Here is a podcast on International trade with Donald Boudreaux that you might find interesting – http://www.economicrockstar.com/donald-boudreaux-on-international-trade-tariffs-and-protectionism/


  1. This chapter really dives into the opportunity costs of time, labor, and resources. The section about LaBron James mowing his own lawn is a fun discussion. I think about this in my own life as a successful IT professional getting paid a decent salary. Personally I do mow my own lawn but that’s for a few reasons. For one, during my lawn moving time, I don’t have an opportunity to make more money doing IT. I get paid a salary and working hour 41 vs 40 doesn’t make me any more direct income. I do personally work about 50 hours each week to get my salary and to prove to management that I deserve more when the time comes for raises. The point here is I probably won’t make more money and will burn myself out at work if I replace mowing my lawn with working IT. Second, I grew up mowing lawns as my first job as a kid back in North Dakota. Yard work was just one of those weekend things we did and I feel like it was part of who I am, a steward of the land we have. My family moved from Germany/Hungary to North Dakota to get land during the Homestead act of 1862 when Lincoln gave away free North Dakota farm land. Imagine taking 6 kids across Europe in 1870, then getting on a boat for weeks, landing in a strange new world where you didn’t know the language, and then making your way west and north to this place with brutal winters, all for the change of having some cheap farm-able land. And the third reason I mow my yard is because I like the exercise and listening to my podcasts while I do it. 🙂 Either way, the point is I should focus my efforts on just doing IT and trade for all the rest of what I need. I do feel like I’m also being cheap here thinking about how adding up paying for all these services can take from my salary. All those little services add up so if I have the time I’ll work on all of those ‘other things’.
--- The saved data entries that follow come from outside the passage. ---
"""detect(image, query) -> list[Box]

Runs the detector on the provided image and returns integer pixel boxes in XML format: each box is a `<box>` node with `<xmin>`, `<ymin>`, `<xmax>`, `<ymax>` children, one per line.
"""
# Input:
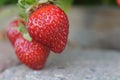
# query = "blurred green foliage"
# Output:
<box><xmin>56</xmin><ymin>0</ymin><xmax>73</xmax><ymax>13</ymax></box>
<box><xmin>0</xmin><ymin>0</ymin><xmax>118</xmax><ymax>7</ymax></box>
<box><xmin>74</xmin><ymin>0</ymin><xmax>117</xmax><ymax>6</ymax></box>
<box><xmin>0</xmin><ymin>0</ymin><xmax>17</xmax><ymax>6</ymax></box>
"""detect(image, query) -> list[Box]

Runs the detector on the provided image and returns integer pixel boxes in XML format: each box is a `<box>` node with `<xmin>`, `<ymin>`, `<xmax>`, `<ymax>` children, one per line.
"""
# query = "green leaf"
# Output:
<box><xmin>56</xmin><ymin>0</ymin><xmax>73</xmax><ymax>13</ymax></box>
<box><xmin>18</xmin><ymin>0</ymin><xmax>26</xmax><ymax>8</ymax></box>
<box><xmin>18</xmin><ymin>22</ymin><xmax>27</xmax><ymax>34</ymax></box>
<box><xmin>0</xmin><ymin>0</ymin><xmax>6</xmax><ymax>6</ymax></box>
<box><xmin>18</xmin><ymin>22</ymin><xmax>32</xmax><ymax>41</ymax></box>
<box><xmin>101</xmin><ymin>0</ymin><xmax>110</xmax><ymax>5</ymax></box>
<box><xmin>25</xmin><ymin>0</ymin><xmax>38</xmax><ymax>5</ymax></box>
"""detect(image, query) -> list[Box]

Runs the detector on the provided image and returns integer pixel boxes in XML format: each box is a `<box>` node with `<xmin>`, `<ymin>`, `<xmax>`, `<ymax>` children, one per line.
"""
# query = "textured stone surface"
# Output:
<box><xmin>1</xmin><ymin>46</ymin><xmax>120</xmax><ymax>80</ymax></box>
<box><xmin>0</xmin><ymin>41</ymin><xmax>20</xmax><ymax>72</ymax></box>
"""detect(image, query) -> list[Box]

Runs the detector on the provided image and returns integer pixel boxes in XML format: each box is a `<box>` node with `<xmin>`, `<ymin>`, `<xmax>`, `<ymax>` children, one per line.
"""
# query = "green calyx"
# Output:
<box><xmin>17</xmin><ymin>22</ymin><xmax>32</xmax><ymax>42</ymax></box>
<box><xmin>18</xmin><ymin>0</ymin><xmax>38</xmax><ymax>9</ymax></box>
<box><xmin>18</xmin><ymin>0</ymin><xmax>51</xmax><ymax>22</ymax></box>
<box><xmin>19</xmin><ymin>12</ymin><xmax>27</xmax><ymax>23</ymax></box>
<box><xmin>18</xmin><ymin>0</ymin><xmax>72</xmax><ymax>20</ymax></box>
<box><xmin>25</xmin><ymin>0</ymin><xmax>38</xmax><ymax>5</ymax></box>
<box><xmin>18</xmin><ymin>0</ymin><xmax>52</xmax><ymax>9</ymax></box>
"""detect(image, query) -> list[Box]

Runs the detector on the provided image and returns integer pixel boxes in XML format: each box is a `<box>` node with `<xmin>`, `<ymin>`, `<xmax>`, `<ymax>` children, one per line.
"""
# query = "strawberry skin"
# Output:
<box><xmin>15</xmin><ymin>36</ymin><xmax>50</xmax><ymax>70</ymax></box>
<box><xmin>27</xmin><ymin>4</ymin><xmax>69</xmax><ymax>53</ymax></box>
<box><xmin>7</xmin><ymin>19</ymin><xmax>25</xmax><ymax>46</ymax></box>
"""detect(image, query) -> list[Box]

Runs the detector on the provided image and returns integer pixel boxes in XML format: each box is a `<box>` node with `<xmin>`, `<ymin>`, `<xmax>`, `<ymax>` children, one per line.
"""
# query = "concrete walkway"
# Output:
<box><xmin>1</xmin><ymin>41</ymin><xmax>120</xmax><ymax>80</ymax></box>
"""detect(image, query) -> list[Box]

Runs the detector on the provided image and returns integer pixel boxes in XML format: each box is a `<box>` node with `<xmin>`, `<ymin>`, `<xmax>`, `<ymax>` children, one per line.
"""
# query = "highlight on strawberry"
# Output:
<box><xmin>6</xmin><ymin>0</ymin><xmax>69</xmax><ymax>70</ymax></box>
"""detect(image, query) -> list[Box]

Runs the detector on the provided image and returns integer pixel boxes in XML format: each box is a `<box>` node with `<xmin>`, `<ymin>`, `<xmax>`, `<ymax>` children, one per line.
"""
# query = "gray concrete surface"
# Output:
<box><xmin>0</xmin><ymin>42</ymin><xmax>20</xmax><ymax>72</ymax></box>
<box><xmin>1</xmin><ymin>44</ymin><xmax>120</xmax><ymax>80</ymax></box>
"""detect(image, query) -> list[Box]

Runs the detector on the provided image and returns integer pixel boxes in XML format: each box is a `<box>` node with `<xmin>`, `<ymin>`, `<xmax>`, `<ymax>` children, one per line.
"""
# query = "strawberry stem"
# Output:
<box><xmin>19</xmin><ymin>12</ymin><xmax>28</xmax><ymax>22</ymax></box>
<box><xmin>23</xmin><ymin>33</ymin><xmax>32</xmax><ymax>41</ymax></box>
<box><xmin>19</xmin><ymin>23</ymin><xmax>27</xmax><ymax>34</ymax></box>
<box><xmin>17</xmin><ymin>22</ymin><xmax>32</xmax><ymax>41</ymax></box>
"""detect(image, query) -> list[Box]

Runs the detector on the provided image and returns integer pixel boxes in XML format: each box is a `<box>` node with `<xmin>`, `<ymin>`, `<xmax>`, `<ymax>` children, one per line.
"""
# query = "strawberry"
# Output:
<box><xmin>15</xmin><ymin>36</ymin><xmax>50</xmax><ymax>70</ymax></box>
<box><xmin>117</xmin><ymin>0</ymin><xmax>120</xmax><ymax>6</ymax></box>
<box><xmin>27</xmin><ymin>3</ymin><xmax>69</xmax><ymax>53</ymax></box>
<box><xmin>6</xmin><ymin>18</ymin><xmax>25</xmax><ymax>46</ymax></box>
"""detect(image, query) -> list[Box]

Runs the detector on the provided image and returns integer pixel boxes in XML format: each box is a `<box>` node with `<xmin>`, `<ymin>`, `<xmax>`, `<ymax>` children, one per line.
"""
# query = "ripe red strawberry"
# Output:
<box><xmin>27</xmin><ymin>4</ymin><xmax>69</xmax><ymax>53</ymax></box>
<box><xmin>7</xmin><ymin>18</ymin><xmax>25</xmax><ymax>46</ymax></box>
<box><xmin>15</xmin><ymin>36</ymin><xmax>50</xmax><ymax>70</ymax></box>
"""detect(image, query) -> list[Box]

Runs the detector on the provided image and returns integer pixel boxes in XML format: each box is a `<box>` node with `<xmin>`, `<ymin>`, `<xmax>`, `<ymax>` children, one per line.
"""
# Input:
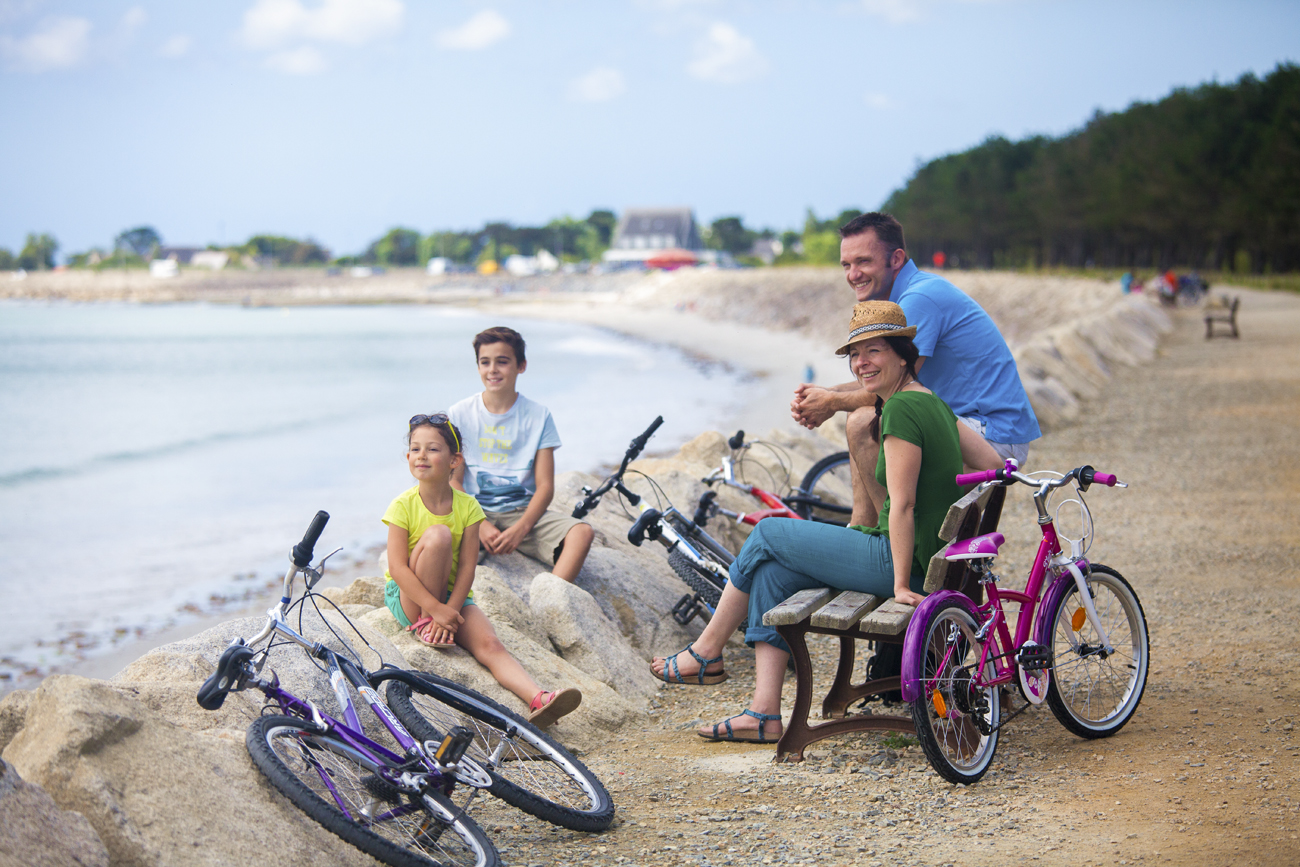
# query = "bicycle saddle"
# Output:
<box><xmin>943</xmin><ymin>532</ymin><xmax>1005</xmax><ymax>561</ymax></box>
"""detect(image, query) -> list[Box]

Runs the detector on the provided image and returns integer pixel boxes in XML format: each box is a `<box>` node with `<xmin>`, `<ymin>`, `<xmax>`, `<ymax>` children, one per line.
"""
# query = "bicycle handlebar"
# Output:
<box><xmin>955</xmin><ymin>461</ymin><xmax>1124</xmax><ymax>490</ymax></box>
<box><xmin>572</xmin><ymin>416</ymin><xmax>664</xmax><ymax>518</ymax></box>
<box><xmin>291</xmin><ymin>510</ymin><xmax>330</xmax><ymax>568</ymax></box>
<box><xmin>727</xmin><ymin>430</ymin><xmax>745</xmax><ymax>450</ymax></box>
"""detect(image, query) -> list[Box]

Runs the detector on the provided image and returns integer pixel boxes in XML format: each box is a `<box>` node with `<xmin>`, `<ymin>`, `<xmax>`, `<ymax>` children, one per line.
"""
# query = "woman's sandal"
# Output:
<box><xmin>407</xmin><ymin>616</ymin><xmax>456</xmax><ymax>649</ymax></box>
<box><xmin>698</xmin><ymin>709</ymin><xmax>782</xmax><ymax>744</ymax></box>
<box><xmin>651</xmin><ymin>645</ymin><xmax>728</xmax><ymax>685</ymax></box>
<box><xmin>527</xmin><ymin>688</ymin><xmax>582</xmax><ymax>728</ymax></box>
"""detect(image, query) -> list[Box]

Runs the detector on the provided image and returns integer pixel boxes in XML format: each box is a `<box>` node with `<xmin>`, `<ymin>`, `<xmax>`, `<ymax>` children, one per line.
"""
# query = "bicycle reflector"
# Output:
<box><xmin>931</xmin><ymin>690</ymin><xmax>948</xmax><ymax>718</ymax></box>
<box><xmin>435</xmin><ymin>726</ymin><xmax>475</xmax><ymax>766</ymax></box>
<box><xmin>1071</xmin><ymin>607</ymin><xmax>1088</xmax><ymax>631</ymax></box>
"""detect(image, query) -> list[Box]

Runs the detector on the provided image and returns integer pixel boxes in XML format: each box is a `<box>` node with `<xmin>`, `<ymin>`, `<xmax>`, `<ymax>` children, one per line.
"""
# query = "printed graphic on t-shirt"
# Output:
<box><xmin>476</xmin><ymin>471</ymin><xmax>529</xmax><ymax>510</ymax></box>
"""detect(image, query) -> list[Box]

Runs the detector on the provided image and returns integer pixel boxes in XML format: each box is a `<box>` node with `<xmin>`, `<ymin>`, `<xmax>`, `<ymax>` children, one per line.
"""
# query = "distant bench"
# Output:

  2. International Trade is good for everyone. It requires some regulation and some boundaries to control the forces in the market a little bit. Everyone benefits from healthy trade. It allows us to specialize, focus our efforts, and balance our wants and needs.
  3. My thoughts on trade lined up well with this chapter. I do buy local because I like the local things around me. But if it’s more expensive than the same item on Amazon, I usually can wait for the UPS truck to deliver my out of area goods. I also buy local from my friends with local shops and restaurants as I like to support my tribe.
  4. I recently purchased a “local” Colorado made mountain bike. The frame was actually made in Vietnam, most of the other parts from Taiwan and China, but it’s assembled here in the US and designed in the US. I did look at some of the other foreign options and in the end went with the local bike shop, and ‘locally’ made option based on the local engineering as the bike’s designers ride Colorado trails to design bikes. Also the local bike shop gives me a service discount going forward to help me maintain my purchase. Now that I think of it this doesn’t count as being local at all since everything was manufactured over seas. Our local region doesn’t really make much of anything, other than memories as we are a beautiful tourist town here in the Vail Valley.